Keynote-522 study design
In total, 1174 adult patients with previously untreated, non-metastatic, centrally confirmed TNBC (stage T1c N1-2 or T2-4 N0-2 per AJCC) were randomised 2:1 to neoadjuvant pembrolizumab 200 mg Q3W or placebo, both given with 4 cycles of paclitaxel plus carboplatin, followed by 4 cycles of doxorubicin or epirubicin plus cyclophosphamide. The trial was designed to demonstrate a possible benefit of pembrolizumab on top of the most effective platinum-containing chemotherapy regimen. After definitive surgery, patients received adjuvant pembrolizumab or placebo for nine cycles or until recurrence or unacceptable toxicity. Patients were stratified by nodal status (positive vs. negative), tumour size (T1/T2 vs. T3/T4), and carboplatin schedule (Q3W vs. QW). Dual primary endpoints are pathological complete response (pCR, ypT0/Tis ypN0) and event-free survival (EFS).
After a median follow-up of 37.8 months, 123 patients (15.7%) in the pembrolizumab group and 93 patients (23.8%) in the placebo group had an EFS event (i.e. disease progression that precluded definitive surgery, a local/distant recurrence, a second primary cancer, or death from any cause). The 36-month EFS rate was 84.5% in the pembrolizumab group vs. 76.8% in the placebo group (HR[95%CI]: 0.63[0.48-0.82], p= 0.00031), median EFS was not reached in either group.
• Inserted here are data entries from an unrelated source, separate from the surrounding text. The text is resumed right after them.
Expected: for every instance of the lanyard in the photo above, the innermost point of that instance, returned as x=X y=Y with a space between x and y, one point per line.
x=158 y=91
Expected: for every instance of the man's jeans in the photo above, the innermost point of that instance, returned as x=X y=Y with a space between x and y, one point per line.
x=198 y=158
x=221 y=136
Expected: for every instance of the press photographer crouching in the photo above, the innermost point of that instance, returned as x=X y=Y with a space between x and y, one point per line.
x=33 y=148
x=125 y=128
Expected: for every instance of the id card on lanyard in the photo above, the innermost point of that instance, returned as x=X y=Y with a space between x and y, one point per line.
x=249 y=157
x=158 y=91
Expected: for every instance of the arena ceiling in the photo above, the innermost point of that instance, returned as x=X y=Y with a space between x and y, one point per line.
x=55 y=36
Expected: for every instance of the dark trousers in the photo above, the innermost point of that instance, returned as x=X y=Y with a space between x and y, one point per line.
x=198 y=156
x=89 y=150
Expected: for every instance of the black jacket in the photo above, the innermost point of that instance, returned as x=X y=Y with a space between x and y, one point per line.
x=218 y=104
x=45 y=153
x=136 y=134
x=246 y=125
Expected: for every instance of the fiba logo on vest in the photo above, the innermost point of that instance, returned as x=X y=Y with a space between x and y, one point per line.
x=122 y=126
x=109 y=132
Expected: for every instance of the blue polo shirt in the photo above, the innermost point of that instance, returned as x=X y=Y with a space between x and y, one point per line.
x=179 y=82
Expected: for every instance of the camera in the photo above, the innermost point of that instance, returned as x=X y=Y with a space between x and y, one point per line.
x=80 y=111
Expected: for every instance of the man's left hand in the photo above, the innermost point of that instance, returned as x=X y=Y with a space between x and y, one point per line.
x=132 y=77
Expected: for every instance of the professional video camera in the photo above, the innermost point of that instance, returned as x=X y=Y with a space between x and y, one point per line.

Fifty percent of first events were distant events. The benefit of pembrolizumab was consistent across all subgroups, with a similar benefit for N0/N+ patients (despite a larger relative pCR benefit for N+ patients [Δ6.3% vs. Δ20.6%]), and in patients with PD-L1 positive or negative tumours. In general, obtaining a pCR is predictive of better outcome, regardless of the addition of pembrolizumab. EFS in patients with pCR after pembrolizumab is better than in patients with pCR without pembrolizumab (HR: 0.73). However, also in patients with residual disease, EFS is better with pembrolizumab than without (HR: 0.70). At this early time point, pembrolizumab demonstrated a favourable trend in OS but further follow-up is ongoing.
No new safety signals were identified and adverse events were consistent with the known safety profiles. Grade ≥3 treatment-related adverse events (TRAEs) occurred in 77.1% of patients in the pembrolizumab group and in 73.3% of patients in the placebo group. Treatment-related deaths were reported in 0.5% and 0.3% of patients, respectively. Immune-mediated AEs of any grade occurred in 43.6% and 21.9% of patients in the pembrolizumab and chemotherapy arms, respectively. Immune-mediated AEs mostly occurred during the neoadjuvant phase with a very low incidence during the adjuvant phase.
Keynote-522 met its dual primary endpoints. Neoadjuvant pembrolizumab plus chemotherapy resulted in a statistically significant and clinically meaningful increase in pCR. In addition, neoadjuvant pembrolizumab plus chemotherapy followed by adjuvant pembrolizumab demonstrated a statistically significant and clinically meaningful improvement in EFS. At this early time point, there was a favourable trend for OS in the pembrolizumab group, further follow-up is ongoing. Safety was consistent with the known profiles of each regimen, with no new safety concerns.
Schmid P, Cortes J, Dent R, et al. KEYNOTE-522: Phase III study of neoadjuvant pembrolizumab + chemotherapy vs. placebo + chemotherapy, followed by adjuvant pembrolizumab vs. placebo for early stage TNBC. Presented at ESMO 2021; Abstract VP7_2021.